Superintendent of Schools
22 Main St.
West Newbury, MA 01985
For Immediate Release
Friday, Oct. 31, 2014
Contact: Jeff Mulqueen, Superintendent
Pentucket Considers Suspending Membership in New England Association of Schools & Colleges (NEASC)
Growing Concerns about Relevance as Valuable Agent for School Improvement Prompts Recommendation for Pentucket to Suspend Membership
WEST NEWBURY, Mass. — Amid a sea of change in the way schools are evaluated and structured over the last several years, Pentucket High School is currently reconsidering its membership in the New England Association of Schools and Colleges (NEASC).
School districts around the Commonwealth have recently questioned the relevance and continued usefulness of NEASC as an agent for improvement. Pentucket High School, like many other schools in the region, has been a member of NEASC for decades. While its resources and review process may have been valuable in the past, new accountability mechanisms have been established in Massachusetts over the past decade.
“There are many demands placed on educators and only a certain number hours in the day. Years ago, NEASC was a valuable way for schools to self-evaluate and make improvements, but its time appears to have come and gone,” said Jeff Mulqueen, Superintendent of the Pentucket Regional School District. “Implementation of state-mandated accountability mechanisms has reduced the significance of NEASC, and it would be irresponsible to commit ourselves to initiatives that no longer yield the most results for our time and investment.”

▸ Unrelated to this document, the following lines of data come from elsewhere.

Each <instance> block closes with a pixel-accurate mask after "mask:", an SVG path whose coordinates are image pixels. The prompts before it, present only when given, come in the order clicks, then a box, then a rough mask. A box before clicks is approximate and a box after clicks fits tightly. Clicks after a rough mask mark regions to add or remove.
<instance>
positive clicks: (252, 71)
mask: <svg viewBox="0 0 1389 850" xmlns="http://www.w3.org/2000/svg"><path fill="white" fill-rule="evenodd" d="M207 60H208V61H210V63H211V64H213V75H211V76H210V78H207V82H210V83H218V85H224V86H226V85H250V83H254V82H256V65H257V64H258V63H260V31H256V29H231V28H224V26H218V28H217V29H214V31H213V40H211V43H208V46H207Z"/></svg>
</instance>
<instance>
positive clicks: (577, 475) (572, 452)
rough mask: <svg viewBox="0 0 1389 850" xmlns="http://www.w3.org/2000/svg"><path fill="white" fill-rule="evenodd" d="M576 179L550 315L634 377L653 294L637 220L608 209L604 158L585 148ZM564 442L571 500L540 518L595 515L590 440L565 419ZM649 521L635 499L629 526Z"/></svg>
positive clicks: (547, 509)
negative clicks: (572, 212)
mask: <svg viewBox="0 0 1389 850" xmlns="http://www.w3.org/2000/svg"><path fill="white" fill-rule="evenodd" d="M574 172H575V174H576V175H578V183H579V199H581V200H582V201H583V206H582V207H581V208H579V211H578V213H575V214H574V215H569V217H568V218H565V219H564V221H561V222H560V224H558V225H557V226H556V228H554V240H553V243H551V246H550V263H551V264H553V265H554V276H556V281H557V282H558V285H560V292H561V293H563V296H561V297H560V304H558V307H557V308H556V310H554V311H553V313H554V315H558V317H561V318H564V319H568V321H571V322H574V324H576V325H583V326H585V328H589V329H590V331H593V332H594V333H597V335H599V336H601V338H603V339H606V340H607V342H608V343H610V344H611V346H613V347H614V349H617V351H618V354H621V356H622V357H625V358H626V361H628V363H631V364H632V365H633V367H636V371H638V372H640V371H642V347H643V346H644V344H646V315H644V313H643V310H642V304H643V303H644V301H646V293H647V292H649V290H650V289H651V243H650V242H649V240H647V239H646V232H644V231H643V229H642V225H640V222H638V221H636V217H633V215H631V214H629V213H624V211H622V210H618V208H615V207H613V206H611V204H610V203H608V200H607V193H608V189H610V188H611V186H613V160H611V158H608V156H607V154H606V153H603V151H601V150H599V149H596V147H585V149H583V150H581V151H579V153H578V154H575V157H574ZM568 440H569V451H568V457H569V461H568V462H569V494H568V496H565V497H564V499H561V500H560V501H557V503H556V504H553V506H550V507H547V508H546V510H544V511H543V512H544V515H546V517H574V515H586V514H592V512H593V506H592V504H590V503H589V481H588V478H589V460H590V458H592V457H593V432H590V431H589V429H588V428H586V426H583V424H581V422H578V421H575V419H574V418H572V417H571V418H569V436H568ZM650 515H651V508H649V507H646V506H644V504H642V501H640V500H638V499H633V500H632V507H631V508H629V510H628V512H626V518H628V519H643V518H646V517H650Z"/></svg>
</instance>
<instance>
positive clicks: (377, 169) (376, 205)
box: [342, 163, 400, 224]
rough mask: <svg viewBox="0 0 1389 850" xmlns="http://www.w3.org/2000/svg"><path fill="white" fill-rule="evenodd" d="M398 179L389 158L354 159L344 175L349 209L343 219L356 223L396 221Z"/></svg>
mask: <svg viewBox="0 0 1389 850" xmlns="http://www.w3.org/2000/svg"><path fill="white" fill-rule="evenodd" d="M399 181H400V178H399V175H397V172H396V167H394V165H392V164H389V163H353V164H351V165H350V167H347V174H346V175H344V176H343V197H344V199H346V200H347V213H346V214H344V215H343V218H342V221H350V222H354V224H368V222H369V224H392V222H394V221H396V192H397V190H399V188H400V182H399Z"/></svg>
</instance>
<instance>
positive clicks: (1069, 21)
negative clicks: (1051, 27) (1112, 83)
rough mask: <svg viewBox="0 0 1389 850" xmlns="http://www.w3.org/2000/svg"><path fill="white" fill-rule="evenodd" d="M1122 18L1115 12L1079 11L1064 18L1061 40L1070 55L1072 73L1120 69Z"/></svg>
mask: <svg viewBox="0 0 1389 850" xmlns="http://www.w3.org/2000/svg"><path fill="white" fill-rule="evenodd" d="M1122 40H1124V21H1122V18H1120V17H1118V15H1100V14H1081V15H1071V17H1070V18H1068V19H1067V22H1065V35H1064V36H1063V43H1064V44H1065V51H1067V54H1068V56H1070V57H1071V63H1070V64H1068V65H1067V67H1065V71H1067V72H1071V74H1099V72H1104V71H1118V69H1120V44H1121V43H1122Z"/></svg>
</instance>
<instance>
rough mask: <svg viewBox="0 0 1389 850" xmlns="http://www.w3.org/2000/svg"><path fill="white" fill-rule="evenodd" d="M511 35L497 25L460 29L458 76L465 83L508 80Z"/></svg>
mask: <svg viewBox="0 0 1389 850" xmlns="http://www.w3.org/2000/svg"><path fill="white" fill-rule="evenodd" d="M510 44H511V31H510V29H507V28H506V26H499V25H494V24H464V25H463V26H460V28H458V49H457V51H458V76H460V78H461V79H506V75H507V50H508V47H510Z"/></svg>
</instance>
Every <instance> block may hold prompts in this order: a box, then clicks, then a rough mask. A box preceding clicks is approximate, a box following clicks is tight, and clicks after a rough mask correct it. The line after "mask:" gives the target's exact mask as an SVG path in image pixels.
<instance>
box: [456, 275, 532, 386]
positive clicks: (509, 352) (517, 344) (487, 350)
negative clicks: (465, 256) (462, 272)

Today, annual state assessments (MCAS), new standards for professional practice as part of the educator evaluation system, and expectations for all students to reach high levels of achievement predominantly support and guide Pentucket High School’s work.
There has been significant discussion in many school districts about the concerns over the NEASC process. These concerns include, but are not limited to the amount of time needed for the self-study process, the expense associated with the self-study and the site visit, and the value of such a process in improving schools. The estimated cost of conducting the self-study and hosting a site visit is approximately $25,000, and the annual membership fee is approximately $3,200.
More importantly, the process of self-study requires an inordinate amount of time from educators that needs to be committed to higher priorities, such as the new educator evaluation system, the development and implementation of District-determined Measures, and related improvements in curriculum and instruction. Presently, the Pentucket administration believes that state-mandated initiatives are more effective, more time-efficient, and less costly.
The Pentucket Regional School Committee has raised similar questions and engaged in discussions since December 2013. At the October 21 business meeting, Superintendent Mulqueen responded to questions and ultimately recommended a temporary suspension from NEASC. Similar decisions have resulted from discussion in Burlington, Newton, and Reading.
“Pentucket is engaged in contemporary, ongoing improvements to ensure each student has access to a future of his or her choosing,” Superintendent Mulqueen said. “Pentucket teachers are seeking to integrate challenging academic standards, adaptive leadership skills, and high levels of personal meaning into the educational experience of every student, and we have to leave some of the old ways behind in order to accomplish these goals.”